Une plateforme pour des prêts pour les particuliers, par les particuliers

Mozzeno est une plateforme belge de prêt collaboratif. Des particuliers peuvent faire des demandes de prêts financiers, qui sont donc financés par d’autres particuliers.

Imaginons qu’un particulier a un projet, qu’il veut “rénover sa cuisine” nous donne comme exemple Xavier Laoureux, un des cofondateurs de Mozzeno. “Nous allons proposer à d’autres particuliers de financer ce prêt“, explique-t-il. La mécanique globale consiste à proposer des investissements de très petits montants, mais dans une multitude de prêts.

La startup comme un intermédiaire

Lorsque un particulier veut demander un prêt sur la plateforme de la jeune pousse, les équipes de Mozzeno vont analyser sa situation. Pour s’assurer qu’il peut rembourser ce prêt, avant de le proposer aux investisseurs.

Le cofondateur nous souligne qu’en Belgique, “nous ne pouvons pas avoir une relation directe entre un emprunteur et une multiplicité d’investisseurs“. Cette subtilité du système belge fait “que nous devons passer par une titrisation“, explique-t-il.
Légalement, c’est donc Mozzeno qui émet des titres financiers. Les investisseurs “n’investissent non pas dans le prêt, mais dans les titres“. De cette manière, “le titre est en quelque sorte un miroir du prêt“.

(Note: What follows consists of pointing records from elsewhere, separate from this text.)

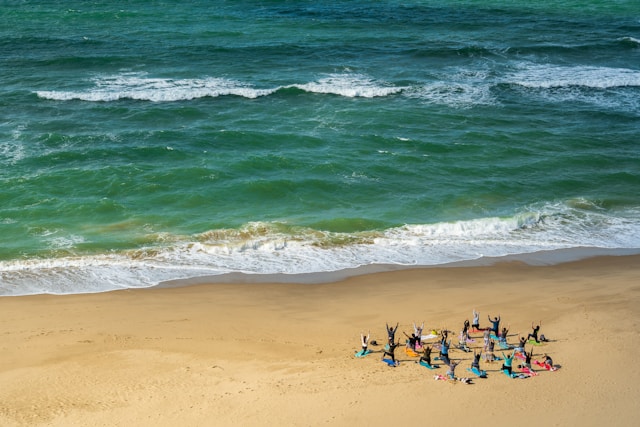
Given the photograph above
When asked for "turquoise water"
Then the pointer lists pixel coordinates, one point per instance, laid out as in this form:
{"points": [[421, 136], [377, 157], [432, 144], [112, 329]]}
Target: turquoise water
{"points": [[149, 141]]}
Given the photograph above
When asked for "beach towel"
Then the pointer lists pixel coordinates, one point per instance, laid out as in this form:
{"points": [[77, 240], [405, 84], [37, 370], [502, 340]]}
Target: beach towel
{"points": [[514, 374], [429, 337], [410, 352], [527, 371], [504, 345], [391, 362], [545, 366], [478, 372], [426, 365]]}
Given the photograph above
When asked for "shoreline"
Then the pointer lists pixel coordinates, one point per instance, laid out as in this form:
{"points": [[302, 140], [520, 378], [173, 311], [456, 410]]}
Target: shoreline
{"points": [[540, 258], [283, 353]]}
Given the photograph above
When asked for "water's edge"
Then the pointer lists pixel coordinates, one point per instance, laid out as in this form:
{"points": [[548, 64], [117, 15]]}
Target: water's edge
{"points": [[541, 258]]}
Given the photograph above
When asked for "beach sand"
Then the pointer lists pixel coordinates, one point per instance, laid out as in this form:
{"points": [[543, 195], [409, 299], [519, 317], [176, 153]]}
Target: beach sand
{"points": [[256, 354]]}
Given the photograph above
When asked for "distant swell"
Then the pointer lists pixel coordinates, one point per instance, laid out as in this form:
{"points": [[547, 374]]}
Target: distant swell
{"points": [[137, 86], [279, 248], [553, 76]]}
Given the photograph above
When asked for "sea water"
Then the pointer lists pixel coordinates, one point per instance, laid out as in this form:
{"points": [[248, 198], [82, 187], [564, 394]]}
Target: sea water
{"points": [[147, 141]]}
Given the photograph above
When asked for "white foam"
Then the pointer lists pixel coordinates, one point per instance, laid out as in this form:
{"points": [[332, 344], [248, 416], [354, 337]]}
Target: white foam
{"points": [[350, 85], [138, 86], [457, 88], [546, 76], [273, 248]]}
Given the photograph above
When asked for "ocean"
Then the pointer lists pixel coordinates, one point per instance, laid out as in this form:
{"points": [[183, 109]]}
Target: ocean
{"points": [[151, 141]]}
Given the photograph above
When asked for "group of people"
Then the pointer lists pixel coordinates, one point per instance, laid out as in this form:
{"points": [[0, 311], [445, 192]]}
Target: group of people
{"points": [[492, 335]]}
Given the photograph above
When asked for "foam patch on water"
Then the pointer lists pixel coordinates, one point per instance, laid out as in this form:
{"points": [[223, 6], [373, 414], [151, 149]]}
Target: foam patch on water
{"points": [[279, 248], [546, 76], [139, 86], [350, 85]]}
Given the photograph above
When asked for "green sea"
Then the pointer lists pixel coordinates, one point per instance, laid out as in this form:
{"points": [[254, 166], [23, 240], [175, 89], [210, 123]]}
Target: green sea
{"points": [[149, 141]]}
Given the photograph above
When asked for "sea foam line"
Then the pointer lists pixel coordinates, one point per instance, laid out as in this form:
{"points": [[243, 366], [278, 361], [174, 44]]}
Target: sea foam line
{"points": [[265, 248]]}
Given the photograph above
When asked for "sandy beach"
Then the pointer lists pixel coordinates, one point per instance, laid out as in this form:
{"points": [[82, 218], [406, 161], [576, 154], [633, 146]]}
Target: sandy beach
{"points": [[256, 354]]}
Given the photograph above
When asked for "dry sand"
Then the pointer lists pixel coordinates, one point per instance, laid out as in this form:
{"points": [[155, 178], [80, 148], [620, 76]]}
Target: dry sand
{"points": [[282, 354]]}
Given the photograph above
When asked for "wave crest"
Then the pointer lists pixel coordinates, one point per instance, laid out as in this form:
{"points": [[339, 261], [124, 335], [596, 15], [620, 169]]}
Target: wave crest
{"points": [[281, 248], [137, 86]]}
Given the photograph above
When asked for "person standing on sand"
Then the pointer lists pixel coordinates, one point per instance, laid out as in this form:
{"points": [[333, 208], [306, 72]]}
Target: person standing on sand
{"points": [[476, 360], [534, 334], [391, 351], [412, 340], [487, 338], [495, 324], [476, 320], [444, 350], [451, 373], [365, 341], [391, 333], [508, 361], [426, 357], [417, 331]]}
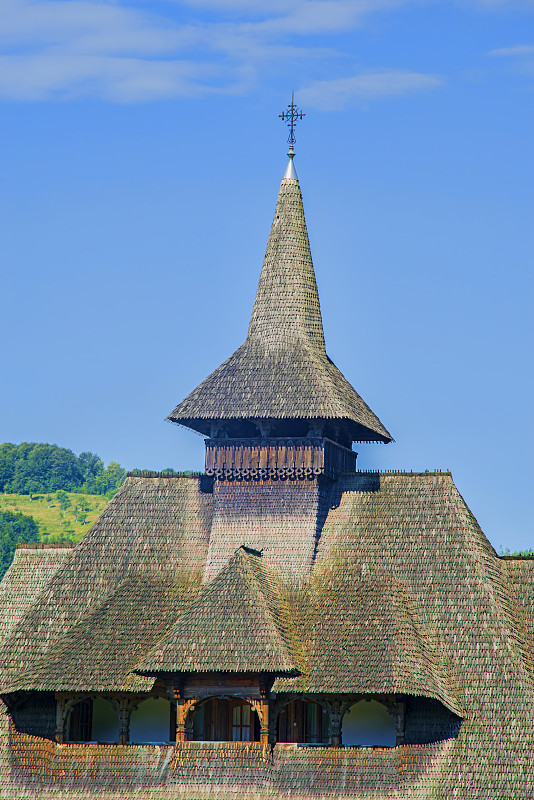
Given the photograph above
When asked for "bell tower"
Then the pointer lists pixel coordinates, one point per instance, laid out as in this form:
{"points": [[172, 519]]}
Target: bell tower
{"points": [[279, 408]]}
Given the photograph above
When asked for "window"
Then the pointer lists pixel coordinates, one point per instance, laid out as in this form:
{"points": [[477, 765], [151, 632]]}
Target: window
{"points": [[80, 722], [240, 721], [303, 721]]}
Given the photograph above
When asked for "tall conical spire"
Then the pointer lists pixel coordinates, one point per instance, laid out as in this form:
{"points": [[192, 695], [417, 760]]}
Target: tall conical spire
{"points": [[287, 301], [280, 382]]}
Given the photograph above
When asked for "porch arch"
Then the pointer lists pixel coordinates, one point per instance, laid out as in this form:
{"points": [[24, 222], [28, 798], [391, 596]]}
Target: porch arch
{"points": [[367, 723], [152, 722], [224, 719], [92, 719]]}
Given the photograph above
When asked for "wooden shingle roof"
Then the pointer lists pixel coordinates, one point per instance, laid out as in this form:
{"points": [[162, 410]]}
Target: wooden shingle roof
{"points": [[282, 370], [404, 595], [238, 623]]}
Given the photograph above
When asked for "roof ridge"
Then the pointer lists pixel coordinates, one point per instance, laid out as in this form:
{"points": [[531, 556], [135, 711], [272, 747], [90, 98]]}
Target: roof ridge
{"points": [[175, 653]]}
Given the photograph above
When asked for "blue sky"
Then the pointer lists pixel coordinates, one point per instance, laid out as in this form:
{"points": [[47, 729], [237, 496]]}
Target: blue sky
{"points": [[141, 156]]}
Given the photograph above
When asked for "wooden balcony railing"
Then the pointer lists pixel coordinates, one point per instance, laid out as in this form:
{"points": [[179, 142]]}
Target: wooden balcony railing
{"points": [[277, 458]]}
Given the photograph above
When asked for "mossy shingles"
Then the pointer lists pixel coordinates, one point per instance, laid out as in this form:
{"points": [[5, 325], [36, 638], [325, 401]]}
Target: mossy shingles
{"points": [[405, 595], [417, 532], [123, 586], [238, 623]]}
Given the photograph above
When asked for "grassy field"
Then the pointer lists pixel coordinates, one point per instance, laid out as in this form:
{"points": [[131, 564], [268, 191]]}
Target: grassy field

Il faut noter que l’argent du prêt est versé presque instantanément au demandeur lorsque sa situation a été vérifiée. “Il y a ce qu’on appelle un capital de travail, donc Mozzeno verse directement l’argent, et puis refinance avec ce système de titres financiers“.

Prêts assurés ou non

Côté sécurité, la startup propose deux types de prêts : assurés ou non. Les premiers sont soumis à une assurance crédit qui vient se substituer à l’emprunteur dans le cas où il ne serait plus capable de rembourser. “Dans ce cas-là, il y a un impact sur le rendement, puisque bien évidemment il y a un coût“, précise Xavier Laoureux.

La startup a également mis en place un principe de récompense. C’est-à-dire que si un emprunteur rembourse correctement son prêt sur l’ensemble de sa durée, Mozzeno rembourse une partie des coûts du prêt. “Plutôt que de faire un taux extrêmement agressif pour tout le monde, nous allons faire un taux compétitif mais qui devient encore mieux si on rembourse correctement son prêt pendant la durée“, explique Xavier Laoureux.

Objectif final : le crédit pour l’e-commerce

Les prêts peuvent aller de 1 250 à 50 000 euros, “de 18 à 24 mois“. Ils sont répartis en deux catégories. Ceux dont le but n’est pas révélé à l’investisseur, “dans ce cas-là, il s’agit de prêts qui coûtent plus chers, parce que le risque est plus élevé” explique la cofondateur de la startup. “Et à côté de ça, il y a ce qu’on appelle les prêts affectés, c’est-à-dire des prêts pour lesquels vous devez prouver comment va être utilisé l’argent“, ajoute-t-il.

L’objectif réside également dans le fait “d’avoir une expérience 100% digitale“. L’emprunteur doit “pouvoir tout faire depuis son smartphone“.

Xavier Laoureux travaillait dans le marketing. Frédéric Dujeux le second cofondateur travaillait “dans tout ce qui était paiement“. L’idée de base était de simplifier certains échanges sur internet, “principalement d’apporter une solution de crédit pour le e-commerce” explique Xavier Laoureux. “Et aujourd’hui l’objectif est toujours d’évoluer ensuite sur une solution de crédit par internet mais toujours financée par des particuliers“, souligne l’entrepreneur.